Many of us, including me, thought Apple was teasing its AR glasses when it talked about “Peek Performance” back in the spring. I was wrong. As with so many new category innovations these days, Apple is taking its sweet time. Not everyone is fooled.
“I never expected the AR glasses in 2022, and not sure we’ll even see them in 2023. Talking to the supply chain, there are still real challenges in getting the optics, Bluetooth radios and robust designs in place that the demands and needs of their customers,” Bajarin wrote to me.
This leads me to some of Apple’s biggest challenges in 2022. Tim Cook has mentioned supply chain issues more than once throughout the year and in particular how it could affect iPhone availability. It wasn’t that bad, but with some of the new Covid lockdowns in China, things could get a little worse in the spring.
Bajarin agreed that the supply chain was easily one of Apple’s biggest challenges in 2022.
“That Zero Covid policy of [China’s] President XI was disastrous for them and others. It’s going to take at least two more quarters to get better,” Bajarin wrote.
As the year came to a close, Apple faced some real challenges to its founding App Store principles, with the European Union all but forcing it to accept third-party stores on its devices. The EU could also accelerate Apple’s existing plans to move the iPhone to USB-C. It’s not a huge deal, but I can’t imagine that Apple and CEO Tim Cook like being pushed around.
And lately there’s been a bit of a tit-for-tat with Twitter’s Elon Musk.
Twitter has long been one of the App Store’s most popular apps, but Musk’s stewardship of the brand has been a disaster. He is desperate to make real income and profit through subscriptions, especially for those linked to the new, beleaguered Twitter Blue Verification program.
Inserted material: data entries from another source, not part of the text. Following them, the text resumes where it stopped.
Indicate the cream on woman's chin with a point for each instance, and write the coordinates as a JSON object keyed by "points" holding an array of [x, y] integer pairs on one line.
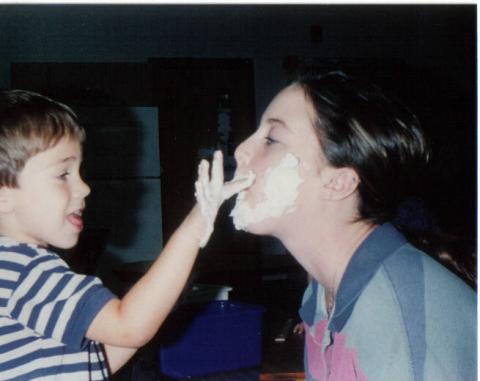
{"points": [[280, 192]]}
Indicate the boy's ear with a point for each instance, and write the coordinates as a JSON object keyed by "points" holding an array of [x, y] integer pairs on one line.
{"points": [[340, 183], [6, 200]]}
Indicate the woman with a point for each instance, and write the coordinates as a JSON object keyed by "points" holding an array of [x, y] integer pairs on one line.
{"points": [[333, 157]]}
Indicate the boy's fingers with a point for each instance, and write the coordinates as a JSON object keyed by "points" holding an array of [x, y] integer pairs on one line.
{"points": [[237, 185], [217, 172]]}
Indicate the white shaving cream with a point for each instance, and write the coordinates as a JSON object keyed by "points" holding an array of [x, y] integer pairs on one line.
{"points": [[280, 191]]}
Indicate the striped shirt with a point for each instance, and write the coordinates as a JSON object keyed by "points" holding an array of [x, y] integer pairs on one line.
{"points": [[45, 311]]}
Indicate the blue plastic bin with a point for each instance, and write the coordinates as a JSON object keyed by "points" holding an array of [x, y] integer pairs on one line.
{"points": [[206, 338]]}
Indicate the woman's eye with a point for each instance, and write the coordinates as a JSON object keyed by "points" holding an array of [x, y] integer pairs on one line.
{"points": [[270, 141]]}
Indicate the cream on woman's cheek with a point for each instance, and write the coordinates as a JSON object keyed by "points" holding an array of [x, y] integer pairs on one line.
{"points": [[280, 191]]}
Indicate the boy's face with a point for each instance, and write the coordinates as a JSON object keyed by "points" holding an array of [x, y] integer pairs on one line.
{"points": [[47, 206]]}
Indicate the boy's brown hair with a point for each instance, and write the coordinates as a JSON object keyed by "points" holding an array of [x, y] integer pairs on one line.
{"points": [[31, 123]]}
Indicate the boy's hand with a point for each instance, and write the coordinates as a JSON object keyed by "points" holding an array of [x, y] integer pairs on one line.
{"points": [[211, 192]]}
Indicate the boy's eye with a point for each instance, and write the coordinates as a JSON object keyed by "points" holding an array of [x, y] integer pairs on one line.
{"points": [[64, 175], [270, 141]]}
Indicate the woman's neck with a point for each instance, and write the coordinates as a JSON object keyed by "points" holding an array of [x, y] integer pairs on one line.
{"points": [[325, 251]]}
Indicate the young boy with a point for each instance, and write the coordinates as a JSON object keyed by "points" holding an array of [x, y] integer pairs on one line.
{"points": [[54, 323]]}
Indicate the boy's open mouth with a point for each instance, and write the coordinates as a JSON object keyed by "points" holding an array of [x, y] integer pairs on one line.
{"points": [[76, 219]]}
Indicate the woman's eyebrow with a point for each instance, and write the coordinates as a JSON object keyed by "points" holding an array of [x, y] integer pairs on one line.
{"points": [[277, 121]]}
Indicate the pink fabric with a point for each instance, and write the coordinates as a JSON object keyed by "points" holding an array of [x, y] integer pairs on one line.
{"points": [[337, 362]]}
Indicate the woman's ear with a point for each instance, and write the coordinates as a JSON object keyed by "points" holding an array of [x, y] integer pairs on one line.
{"points": [[6, 200], [340, 183]]}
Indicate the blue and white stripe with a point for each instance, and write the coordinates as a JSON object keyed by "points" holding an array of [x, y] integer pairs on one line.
{"points": [[45, 311]]}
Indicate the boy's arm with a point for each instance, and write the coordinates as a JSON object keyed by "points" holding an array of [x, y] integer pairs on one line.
{"points": [[118, 356], [132, 321]]}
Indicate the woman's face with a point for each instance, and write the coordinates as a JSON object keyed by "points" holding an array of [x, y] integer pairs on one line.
{"points": [[285, 155]]}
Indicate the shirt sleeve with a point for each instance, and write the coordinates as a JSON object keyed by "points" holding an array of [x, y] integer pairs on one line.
{"points": [[55, 302]]}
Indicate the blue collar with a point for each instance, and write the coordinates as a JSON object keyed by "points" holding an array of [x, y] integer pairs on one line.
{"points": [[366, 260]]}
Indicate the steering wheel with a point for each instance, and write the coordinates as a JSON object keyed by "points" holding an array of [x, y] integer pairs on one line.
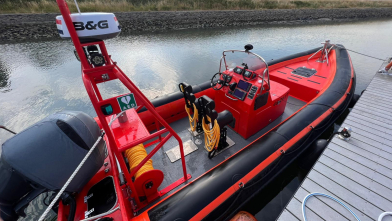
{"points": [[244, 70], [217, 82]]}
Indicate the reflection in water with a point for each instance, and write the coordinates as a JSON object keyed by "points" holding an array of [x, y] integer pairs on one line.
{"points": [[4, 78], [46, 76]]}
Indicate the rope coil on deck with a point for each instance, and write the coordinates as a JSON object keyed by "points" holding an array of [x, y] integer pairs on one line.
{"points": [[192, 120], [135, 155], [211, 136]]}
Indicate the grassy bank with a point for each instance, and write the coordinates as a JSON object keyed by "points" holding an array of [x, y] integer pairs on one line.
{"points": [[47, 6]]}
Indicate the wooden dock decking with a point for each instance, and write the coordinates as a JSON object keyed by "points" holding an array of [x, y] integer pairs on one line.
{"points": [[358, 172]]}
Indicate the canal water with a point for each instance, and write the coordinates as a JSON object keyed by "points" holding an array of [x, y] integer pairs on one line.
{"points": [[39, 78]]}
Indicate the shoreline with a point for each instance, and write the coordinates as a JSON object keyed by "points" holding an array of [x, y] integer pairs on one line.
{"points": [[17, 27]]}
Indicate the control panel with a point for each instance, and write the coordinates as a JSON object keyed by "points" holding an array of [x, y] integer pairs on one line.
{"points": [[252, 92]]}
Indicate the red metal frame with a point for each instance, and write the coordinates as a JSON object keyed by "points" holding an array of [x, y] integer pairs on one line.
{"points": [[93, 76]]}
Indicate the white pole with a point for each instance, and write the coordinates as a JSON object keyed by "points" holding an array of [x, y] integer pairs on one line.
{"points": [[77, 6]]}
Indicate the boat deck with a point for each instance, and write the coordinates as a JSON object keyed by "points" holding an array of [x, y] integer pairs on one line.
{"points": [[198, 162], [358, 172], [299, 80]]}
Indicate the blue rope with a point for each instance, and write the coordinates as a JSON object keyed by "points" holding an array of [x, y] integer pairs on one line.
{"points": [[325, 195]]}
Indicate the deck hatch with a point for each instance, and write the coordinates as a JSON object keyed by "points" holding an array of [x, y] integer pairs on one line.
{"points": [[304, 72]]}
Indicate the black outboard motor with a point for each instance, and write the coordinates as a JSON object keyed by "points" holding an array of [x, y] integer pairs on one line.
{"points": [[42, 158]]}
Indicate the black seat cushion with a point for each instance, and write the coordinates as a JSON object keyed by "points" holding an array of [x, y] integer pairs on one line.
{"points": [[224, 118]]}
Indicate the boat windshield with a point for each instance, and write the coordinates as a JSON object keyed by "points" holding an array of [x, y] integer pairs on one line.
{"points": [[234, 58]]}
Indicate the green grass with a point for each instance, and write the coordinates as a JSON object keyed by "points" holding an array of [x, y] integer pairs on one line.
{"points": [[46, 6]]}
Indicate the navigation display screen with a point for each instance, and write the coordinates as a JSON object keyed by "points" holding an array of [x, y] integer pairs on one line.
{"points": [[247, 74], [237, 70], [244, 85], [239, 94]]}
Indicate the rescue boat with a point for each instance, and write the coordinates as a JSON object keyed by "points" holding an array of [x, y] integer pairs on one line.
{"points": [[197, 154]]}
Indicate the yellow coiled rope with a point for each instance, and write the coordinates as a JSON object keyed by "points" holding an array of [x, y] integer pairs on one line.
{"points": [[135, 155], [192, 120], [211, 136]]}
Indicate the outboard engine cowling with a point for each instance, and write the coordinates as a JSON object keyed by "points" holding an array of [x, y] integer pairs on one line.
{"points": [[45, 155]]}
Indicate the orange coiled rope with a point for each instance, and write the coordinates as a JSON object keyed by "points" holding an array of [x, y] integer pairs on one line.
{"points": [[135, 155]]}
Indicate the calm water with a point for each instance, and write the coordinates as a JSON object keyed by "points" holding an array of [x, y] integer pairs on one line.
{"points": [[40, 78]]}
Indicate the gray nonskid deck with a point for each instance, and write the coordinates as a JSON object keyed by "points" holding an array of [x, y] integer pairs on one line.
{"points": [[358, 172]]}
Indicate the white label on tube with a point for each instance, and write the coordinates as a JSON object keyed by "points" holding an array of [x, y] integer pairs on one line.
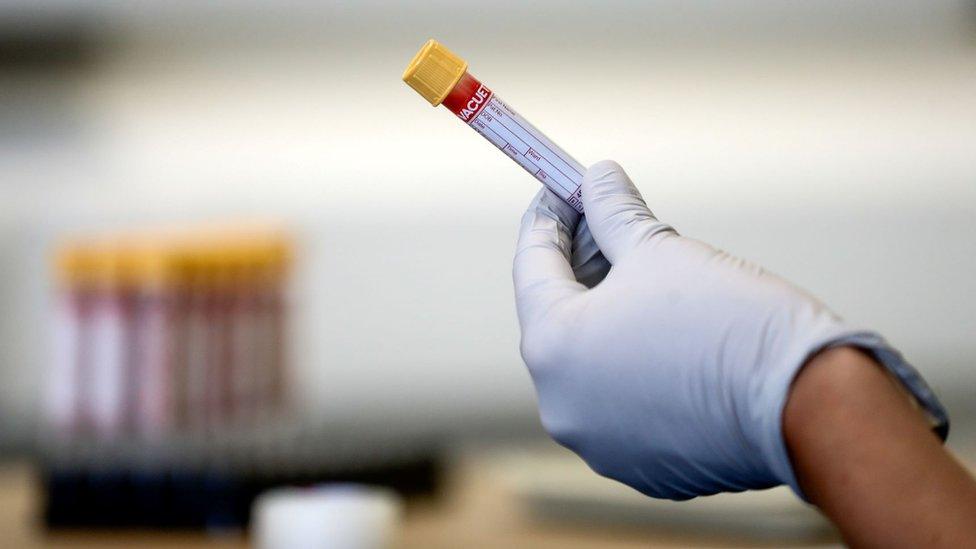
{"points": [[516, 137]]}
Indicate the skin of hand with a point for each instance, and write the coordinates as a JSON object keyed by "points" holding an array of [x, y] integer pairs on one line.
{"points": [[869, 461], [663, 362]]}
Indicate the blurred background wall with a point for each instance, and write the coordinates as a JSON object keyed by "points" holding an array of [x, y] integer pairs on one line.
{"points": [[834, 142]]}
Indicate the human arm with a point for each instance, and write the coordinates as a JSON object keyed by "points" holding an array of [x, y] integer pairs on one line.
{"points": [[670, 370], [868, 459]]}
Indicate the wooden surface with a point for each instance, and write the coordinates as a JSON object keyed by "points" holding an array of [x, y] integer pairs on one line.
{"points": [[476, 510]]}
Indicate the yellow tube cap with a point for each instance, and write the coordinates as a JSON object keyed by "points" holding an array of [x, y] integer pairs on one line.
{"points": [[434, 72]]}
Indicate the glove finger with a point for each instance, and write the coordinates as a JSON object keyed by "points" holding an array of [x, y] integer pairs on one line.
{"points": [[617, 214], [589, 264], [542, 272]]}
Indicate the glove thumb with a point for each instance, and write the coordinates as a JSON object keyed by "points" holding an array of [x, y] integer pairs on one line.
{"points": [[615, 211]]}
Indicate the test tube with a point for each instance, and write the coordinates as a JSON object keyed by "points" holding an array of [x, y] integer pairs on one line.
{"points": [[442, 77]]}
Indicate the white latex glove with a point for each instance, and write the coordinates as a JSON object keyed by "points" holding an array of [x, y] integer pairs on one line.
{"points": [[671, 374]]}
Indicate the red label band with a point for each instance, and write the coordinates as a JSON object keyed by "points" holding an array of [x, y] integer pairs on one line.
{"points": [[467, 98]]}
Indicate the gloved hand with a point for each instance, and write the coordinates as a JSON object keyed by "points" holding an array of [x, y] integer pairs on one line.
{"points": [[671, 373]]}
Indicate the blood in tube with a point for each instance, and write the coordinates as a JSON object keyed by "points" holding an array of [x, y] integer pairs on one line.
{"points": [[441, 77]]}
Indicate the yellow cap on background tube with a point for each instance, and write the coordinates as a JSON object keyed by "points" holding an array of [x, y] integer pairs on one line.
{"points": [[434, 72]]}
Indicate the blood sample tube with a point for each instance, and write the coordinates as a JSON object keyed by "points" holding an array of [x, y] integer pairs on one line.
{"points": [[440, 76]]}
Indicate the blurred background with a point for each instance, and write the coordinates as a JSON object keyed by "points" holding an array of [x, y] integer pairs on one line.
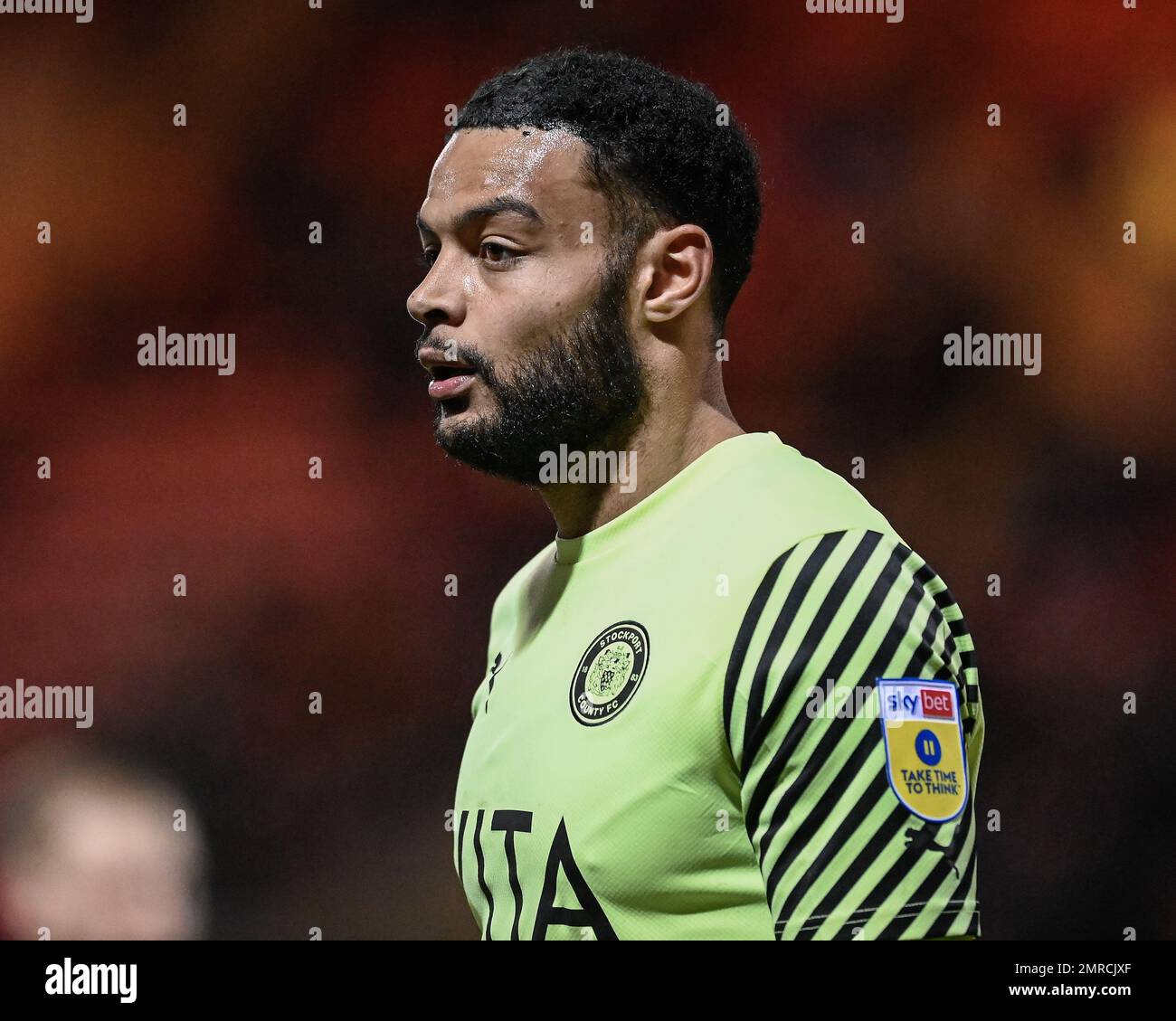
{"points": [[337, 586]]}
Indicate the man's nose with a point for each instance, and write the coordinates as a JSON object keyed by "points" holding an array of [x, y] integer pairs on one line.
{"points": [[438, 298]]}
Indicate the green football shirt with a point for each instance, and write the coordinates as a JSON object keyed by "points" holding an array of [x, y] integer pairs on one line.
{"points": [[741, 709]]}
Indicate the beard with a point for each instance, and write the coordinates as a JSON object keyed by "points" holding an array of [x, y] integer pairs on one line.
{"points": [[584, 388]]}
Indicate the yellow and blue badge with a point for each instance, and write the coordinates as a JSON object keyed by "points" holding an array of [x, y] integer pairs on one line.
{"points": [[924, 736]]}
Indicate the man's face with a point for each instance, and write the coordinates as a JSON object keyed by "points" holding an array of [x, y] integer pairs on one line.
{"points": [[529, 309]]}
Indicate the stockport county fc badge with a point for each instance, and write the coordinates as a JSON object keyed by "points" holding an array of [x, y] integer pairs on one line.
{"points": [[610, 673]]}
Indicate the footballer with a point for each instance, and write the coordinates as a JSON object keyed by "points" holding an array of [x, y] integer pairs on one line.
{"points": [[727, 700]]}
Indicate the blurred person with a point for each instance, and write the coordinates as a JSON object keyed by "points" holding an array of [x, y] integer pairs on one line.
{"points": [[89, 851], [659, 747]]}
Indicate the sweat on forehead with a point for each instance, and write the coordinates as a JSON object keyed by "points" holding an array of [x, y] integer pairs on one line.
{"points": [[528, 164]]}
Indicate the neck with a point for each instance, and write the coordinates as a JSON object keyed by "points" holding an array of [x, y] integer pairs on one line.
{"points": [[669, 438]]}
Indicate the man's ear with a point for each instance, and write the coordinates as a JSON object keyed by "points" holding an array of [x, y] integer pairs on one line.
{"points": [[678, 262]]}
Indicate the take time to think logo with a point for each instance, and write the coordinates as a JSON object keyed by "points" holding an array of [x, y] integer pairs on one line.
{"points": [[610, 673]]}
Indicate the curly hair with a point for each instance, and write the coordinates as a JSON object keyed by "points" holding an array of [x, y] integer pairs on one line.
{"points": [[655, 149]]}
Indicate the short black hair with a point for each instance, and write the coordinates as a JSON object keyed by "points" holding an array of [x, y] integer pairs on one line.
{"points": [[657, 149]]}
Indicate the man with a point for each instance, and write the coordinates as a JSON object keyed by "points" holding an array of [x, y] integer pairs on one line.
{"points": [[726, 701]]}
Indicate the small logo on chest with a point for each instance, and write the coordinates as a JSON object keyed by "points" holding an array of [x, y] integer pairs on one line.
{"points": [[610, 673]]}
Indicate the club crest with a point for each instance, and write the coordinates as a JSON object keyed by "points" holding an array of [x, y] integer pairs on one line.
{"points": [[610, 672]]}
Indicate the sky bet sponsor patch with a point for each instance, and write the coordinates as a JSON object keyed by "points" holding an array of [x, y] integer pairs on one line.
{"points": [[925, 760]]}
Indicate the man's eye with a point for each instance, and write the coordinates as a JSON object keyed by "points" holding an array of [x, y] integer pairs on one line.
{"points": [[497, 253]]}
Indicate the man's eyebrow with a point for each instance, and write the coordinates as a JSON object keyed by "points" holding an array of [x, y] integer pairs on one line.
{"points": [[504, 203]]}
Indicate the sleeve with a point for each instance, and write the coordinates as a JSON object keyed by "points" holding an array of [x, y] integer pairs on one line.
{"points": [[853, 714]]}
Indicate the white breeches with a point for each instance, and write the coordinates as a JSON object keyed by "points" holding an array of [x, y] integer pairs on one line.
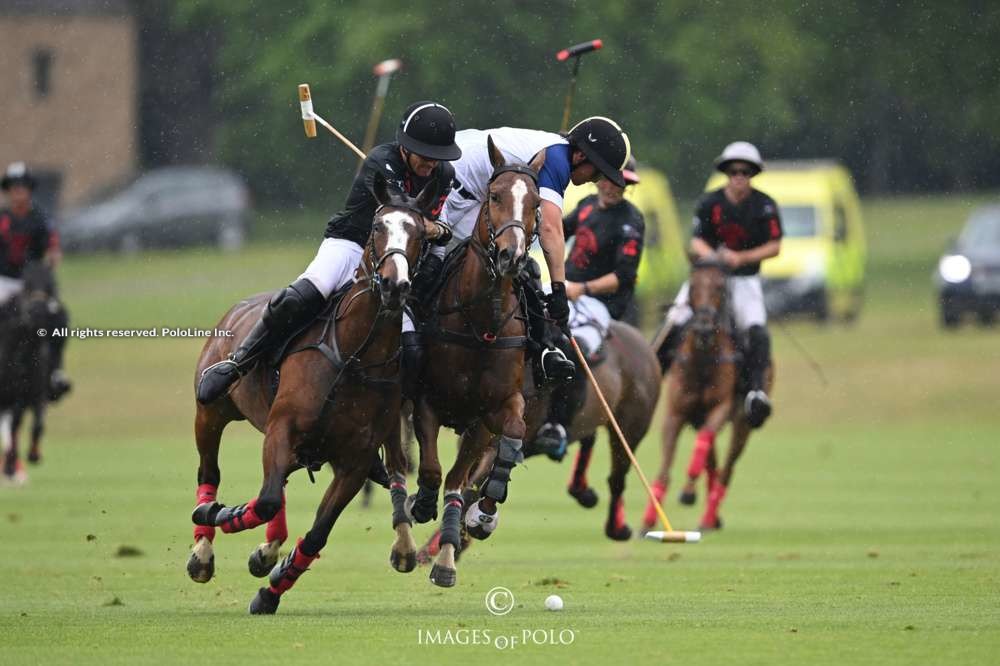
{"points": [[334, 265], [588, 321]]}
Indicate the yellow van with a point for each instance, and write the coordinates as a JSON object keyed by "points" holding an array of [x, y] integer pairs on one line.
{"points": [[664, 264], [821, 268]]}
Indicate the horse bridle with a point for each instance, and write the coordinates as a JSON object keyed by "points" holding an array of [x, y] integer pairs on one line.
{"points": [[493, 233]]}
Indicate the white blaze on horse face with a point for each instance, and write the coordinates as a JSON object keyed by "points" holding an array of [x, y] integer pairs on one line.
{"points": [[519, 191], [395, 225]]}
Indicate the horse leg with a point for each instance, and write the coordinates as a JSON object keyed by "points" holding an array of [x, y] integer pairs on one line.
{"points": [[616, 527], [672, 424], [343, 488], [265, 555], [208, 426], [37, 430], [509, 454], [422, 507], [403, 556], [741, 434], [578, 487], [479, 525]]}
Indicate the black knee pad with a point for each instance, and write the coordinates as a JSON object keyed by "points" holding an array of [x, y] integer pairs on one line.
{"points": [[292, 303], [509, 454]]}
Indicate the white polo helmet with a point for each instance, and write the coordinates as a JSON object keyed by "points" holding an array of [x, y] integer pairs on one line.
{"points": [[739, 151]]}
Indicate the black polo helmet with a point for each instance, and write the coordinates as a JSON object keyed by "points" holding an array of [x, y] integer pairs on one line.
{"points": [[428, 129], [17, 173], [605, 145]]}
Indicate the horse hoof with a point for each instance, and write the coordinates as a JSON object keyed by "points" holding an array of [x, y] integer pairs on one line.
{"points": [[706, 527], [403, 562], [265, 602], [204, 514], [201, 571], [443, 576], [262, 559], [619, 533], [585, 497]]}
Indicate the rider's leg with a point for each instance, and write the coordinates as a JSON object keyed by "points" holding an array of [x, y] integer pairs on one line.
{"points": [[679, 314], [751, 317], [59, 383], [288, 310]]}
Of course, Musk should keep all that money and not pay Apple his 30% discount for in-app purchases. Of course, Musk took his complaints about the fee and what he sees as Apple’s App Store monopoly public on Twitter. He even threatened to build his own phone.
Eventually, Cook and Musk met in private and worked things out. But still that skirmish seemed to us. Bajarin said it wasn’t a big deal.
“The Twitter/Musk fight has been more of a nuisance than causing Apple any real problems,” he wrote.
Even with Apple’s stellar service program taking a surprising drop in revenue this year, 2022 was a really good year for Apple. Its growing market share is poised to deliver an even more exciting set of iPhones next year and will surely wow us again with new Apple Silicon (hello, M3) in 2023.